Optimization methods can be roughly classified according to the order of derivative information used in the algorithm. Methods that use no derivatives find an optimum through a search strategy; examples are Monte Carlo methods and some forms of simulated annealing . First-order methods compute gradients, and hence can always move in a direction that should reduce the objective function. Second-order methods compute curvature, which allows them to predict not only which direction will reduce the objective function, but how that direction will change as the optimization proceeds.

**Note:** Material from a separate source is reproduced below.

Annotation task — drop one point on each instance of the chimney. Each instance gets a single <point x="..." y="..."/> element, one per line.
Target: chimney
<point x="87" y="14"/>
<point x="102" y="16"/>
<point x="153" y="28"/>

The zero-order methods are generally very slow in high-dimensional spaces because the volume that must be searched becomes huge. First-order methods can be fast and compact, but cannot determine whether or not the solution is a true minimum. Second-order methods can detect null subspaces and singularities in the solution, but the computational cost grows as the cube of the number of parameters (or worse), and the storage requirements grow as the square of the number of parameters – undesirable properties where the number of parameters is of the order of 10⁴.

Historically, the most successful optimization methods for macromolecular structures have been first-order methods. This is beginning to change as multi-gigabyte memories are becoming more common on computers and processor speeds are in the gigahertz range. At this time, there are no widely used refinement programs that run effectively on multiprocessor systems, although there are no theoretical barriers to writing such a program.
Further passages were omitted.